When it comes to significant figures who have played an important role in the development of professional wrestling on an international scale Maurice Letchford stands right up there amongst the best. Maurice can claim his place in the roll of honour of wrestlers in Britain, South Africa and Canada.

His father, Elvin Letchford, was born in Snodland, Kent, in 1878 and listed his occupation as a clerk when he emigrated to South Africa in 1901.  Living in Pretoria, he met and married a girl from Halesworth in Suffolk. On 27th August, 1908, they gave birth to their second child,  Maurice Elvin.  A third child followed in 1910 and shortly afterwards the family returned to Britain, and in 1911 were living in Fullers Hill, Great Yarmouth with Elvin working as a hardware dealer. Two years later the family emigrated to Canada with Elvin listed as an accountant.

So by the time he was six years old Maurice Letchford had lived in South Africa, Britain and Canada. The family settled in Montreal and took Canadian citizenship. 

In 1928 Maurice was selected as a Canadian competitor in the Freestyle welterweight class in the Olympic Games, which were held in Amsterdam. Wins over Britain’s Robert Cook, Belgium’s Hyacinthe Roosen and France’s Jean Jourlin secured a bronze medal for Maurice.

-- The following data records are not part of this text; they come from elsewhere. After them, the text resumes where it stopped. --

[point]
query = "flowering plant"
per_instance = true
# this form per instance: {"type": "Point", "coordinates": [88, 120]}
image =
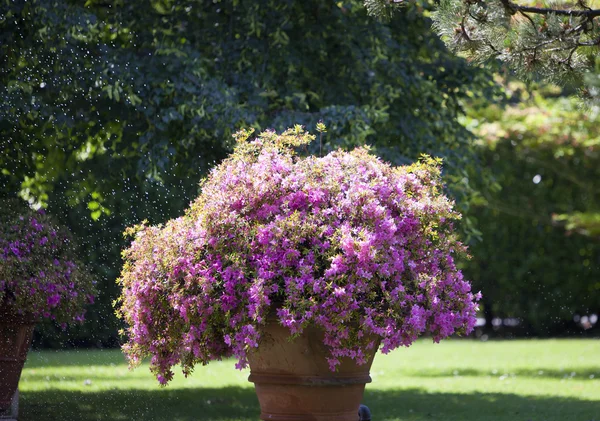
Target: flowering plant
{"type": "Point", "coordinates": [39, 275]}
{"type": "Point", "coordinates": [345, 241]}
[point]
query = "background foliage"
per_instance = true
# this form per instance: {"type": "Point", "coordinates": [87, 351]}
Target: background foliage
{"type": "Point", "coordinates": [540, 255]}
{"type": "Point", "coordinates": [111, 111]}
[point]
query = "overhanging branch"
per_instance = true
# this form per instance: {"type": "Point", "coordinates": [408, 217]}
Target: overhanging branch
{"type": "Point", "coordinates": [589, 13]}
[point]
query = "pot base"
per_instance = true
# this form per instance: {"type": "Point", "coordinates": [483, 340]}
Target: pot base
{"type": "Point", "coordinates": [15, 338]}
{"type": "Point", "coordinates": [293, 381]}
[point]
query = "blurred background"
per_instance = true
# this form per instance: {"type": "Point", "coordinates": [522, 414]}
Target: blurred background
{"type": "Point", "coordinates": [112, 111]}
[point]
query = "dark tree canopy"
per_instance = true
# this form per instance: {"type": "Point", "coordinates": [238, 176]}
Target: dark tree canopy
{"type": "Point", "coordinates": [113, 110]}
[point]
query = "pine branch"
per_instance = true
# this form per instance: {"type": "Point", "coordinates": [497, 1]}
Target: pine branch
{"type": "Point", "coordinates": [514, 8]}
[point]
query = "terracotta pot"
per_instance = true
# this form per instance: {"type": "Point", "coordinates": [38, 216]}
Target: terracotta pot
{"type": "Point", "coordinates": [294, 383]}
{"type": "Point", "coordinates": [15, 338]}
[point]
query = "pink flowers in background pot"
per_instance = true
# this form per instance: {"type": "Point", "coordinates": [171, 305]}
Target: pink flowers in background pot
{"type": "Point", "coordinates": [345, 242]}
{"type": "Point", "coordinates": [40, 277]}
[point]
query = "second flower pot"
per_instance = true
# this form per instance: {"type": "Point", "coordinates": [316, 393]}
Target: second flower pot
{"type": "Point", "coordinates": [16, 332]}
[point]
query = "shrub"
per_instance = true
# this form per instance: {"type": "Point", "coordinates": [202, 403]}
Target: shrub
{"type": "Point", "coordinates": [344, 241]}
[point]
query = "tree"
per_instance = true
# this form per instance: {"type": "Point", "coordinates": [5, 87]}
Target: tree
{"type": "Point", "coordinates": [112, 111]}
{"type": "Point", "coordinates": [558, 43]}
{"type": "Point", "coordinates": [542, 150]}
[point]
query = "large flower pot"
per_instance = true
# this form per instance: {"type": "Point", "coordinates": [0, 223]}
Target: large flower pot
{"type": "Point", "coordinates": [294, 383]}
{"type": "Point", "coordinates": [15, 338]}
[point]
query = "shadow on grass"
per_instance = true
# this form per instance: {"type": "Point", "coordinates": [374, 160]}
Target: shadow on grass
{"type": "Point", "coordinates": [240, 404]}
{"type": "Point", "coordinates": [587, 373]}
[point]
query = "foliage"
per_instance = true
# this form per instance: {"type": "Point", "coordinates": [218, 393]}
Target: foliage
{"type": "Point", "coordinates": [544, 152]}
{"type": "Point", "coordinates": [39, 273]}
{"type": "Point", "coordinates": [111, 111]}
{"type": "Point", "coordinates": [558, 42]}
{"type": "Point", "coordinates": [345, 242]}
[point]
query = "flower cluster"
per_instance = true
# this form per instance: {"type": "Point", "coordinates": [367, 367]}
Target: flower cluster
{"type": "Point", "coordinates": [39, 275]}
{"type": "Point", "coordinates": [346, 242]}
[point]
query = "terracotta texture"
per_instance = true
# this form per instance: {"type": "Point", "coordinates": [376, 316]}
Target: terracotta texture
{"type": "Point", "coordinates": [15, 338]}
{"type": "Point", "coordinates": [294, 383]}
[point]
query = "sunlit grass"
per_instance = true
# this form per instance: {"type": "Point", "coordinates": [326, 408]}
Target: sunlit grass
{"type": "Point", "coordinates": [545, 380]}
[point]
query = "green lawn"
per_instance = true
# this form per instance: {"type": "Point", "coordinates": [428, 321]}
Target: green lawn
{"type": "Point", "coordinates": [458, 380]}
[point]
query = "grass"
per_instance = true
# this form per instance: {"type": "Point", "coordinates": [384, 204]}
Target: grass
{"type": "Point", "coordinates": [458, 380]}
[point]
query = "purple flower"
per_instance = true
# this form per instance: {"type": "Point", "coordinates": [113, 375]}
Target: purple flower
{"type": "Point", "coordinates": [345, 241]}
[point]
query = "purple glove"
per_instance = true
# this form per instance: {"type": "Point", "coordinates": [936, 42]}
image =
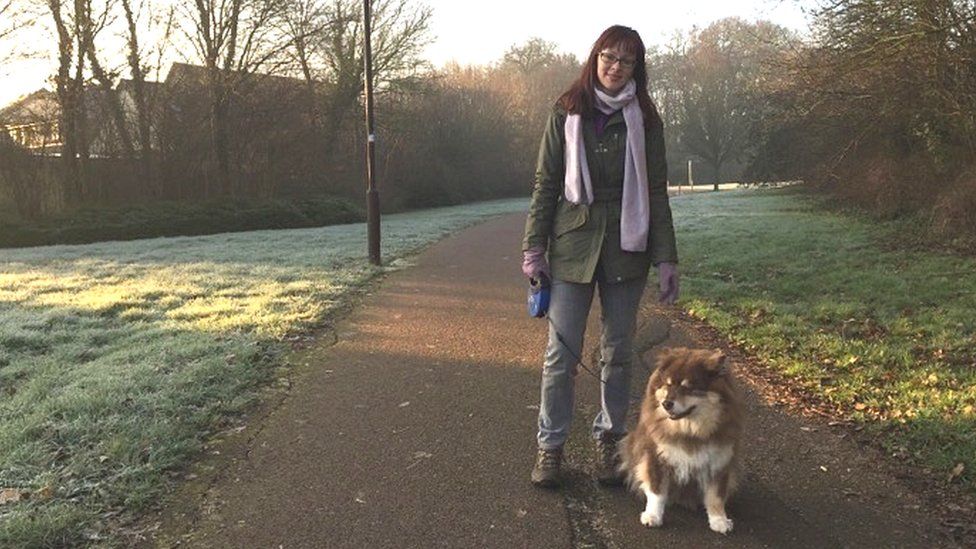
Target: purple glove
{"type": "Point", "coordinates": [534, 263]}
{"type": "Point", "coordinates": [667, 275]}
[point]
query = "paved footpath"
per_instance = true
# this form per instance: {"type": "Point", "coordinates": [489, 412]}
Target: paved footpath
{"type": "Point", "coordinates": [417, 430]}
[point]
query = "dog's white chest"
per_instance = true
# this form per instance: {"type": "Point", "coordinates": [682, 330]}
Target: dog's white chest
{"type": "Point", "coordinates": [700, 464]}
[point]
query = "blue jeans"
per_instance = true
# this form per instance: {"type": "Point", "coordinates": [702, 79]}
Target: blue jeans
{"type": "Point", "coordinates": [569, 307]}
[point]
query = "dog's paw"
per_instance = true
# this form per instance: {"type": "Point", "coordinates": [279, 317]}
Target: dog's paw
{"type": "Point", "coordinates": [652, 520]}
{"type": "Point", "coordinates": [722, 525]}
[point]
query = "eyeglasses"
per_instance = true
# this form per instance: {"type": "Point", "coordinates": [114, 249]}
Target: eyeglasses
{"type": "Point", "coordinates": [611, 59]}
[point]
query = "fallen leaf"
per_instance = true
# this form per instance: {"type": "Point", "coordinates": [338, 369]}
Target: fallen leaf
{"type": "Point", "coordinates": [956, 471]}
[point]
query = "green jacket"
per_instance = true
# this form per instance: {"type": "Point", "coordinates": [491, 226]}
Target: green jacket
{"type": "Point", "coordinates": [580, 238]}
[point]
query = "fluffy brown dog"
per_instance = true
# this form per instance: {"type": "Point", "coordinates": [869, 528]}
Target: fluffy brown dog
{"type": "Point", "coordinates": [687, 439]}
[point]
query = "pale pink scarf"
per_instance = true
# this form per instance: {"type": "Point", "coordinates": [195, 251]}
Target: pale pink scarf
{"type": "Point", "coordinates": [635, 207]}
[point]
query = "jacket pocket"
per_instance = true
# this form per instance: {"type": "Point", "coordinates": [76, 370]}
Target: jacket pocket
{"type": "Point", "coordinates": [569, 217]}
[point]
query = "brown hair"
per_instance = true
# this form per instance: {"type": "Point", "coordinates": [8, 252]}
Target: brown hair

Maybe it was the disappointment of not being selected for the 1930s Empire Games team, or maybe he just saw the opportunity that pro wrestling was gaining popularity on  a worldwide scale, but  Maurice turned professional in the early 1930s. He was certainly wrestling in Montreal in 1933, and there are unconfirmed British matches in 1931. Our earliest definite sighting of Maurice was in November, 1934, when he lost to Mike Demitre at Liverpool Stadium. By the end of the year he was known as the inventor of a new hold, the Indian Death Lock. The Hull Daily Mail reported it as a “curious end” the the match with Richard Wills when Maurice “Locked the legs of his opponent in such a way manner with his own that it required the referee, two seconds and the M.C. to release the men after Wills had submitted.”

Reports refer to a skilful wrestler with none of the rough stuff. The Liverpool Echo described him as fast with a wide knowledge of holds and that his Indian Death Lock made him one of the most feared wrestlers in the business.

Maurice worked in Britain throughout the 1930s, except for a  visit to South Africa between May, 1936 and the spring of 1937. This was an opportunity to show his new bride, who he married in 1935, the country of his birth. Maurice remained in Britain until 1939. With war on the horizon Maurice, his wife Elizabeth, and nine month old daughter boarded The Aurania and departed Southampton on 13th May, 1939, destination Montreal. His Canadian entry card listed a distinguished feature as a Cauliflower Ear. For the remainder of 1939 and 1940 Maurice wrestled in Canada and the United States, but contests then become much less frequent until the end of the war.

Following the war, towards the end of 1946 Maurice returned to Britain and could be found wrestling in Britain in November of that year. His aspirations were also to promote wrestling, which he did under the Sports Enterprises banner. Maurice was co-promoter (along with William Smyth) of the high profile match between Bert Assirati and The Angel at Tottenham Hotspur Football Ground on 10th August, 1948. This was a huge event with 12,000 fans reported to have seen Assirati gain a controversial win. Maurice was also the promoter at Peterborough, Wisbech and Wimbledon.

On 24 April, 1952, he, his wife and now two children departed Southampton to set up home in Durban. He was to become one of the main wrestling promoters in South Africa until his death on 15th August, 1965, aged only 57.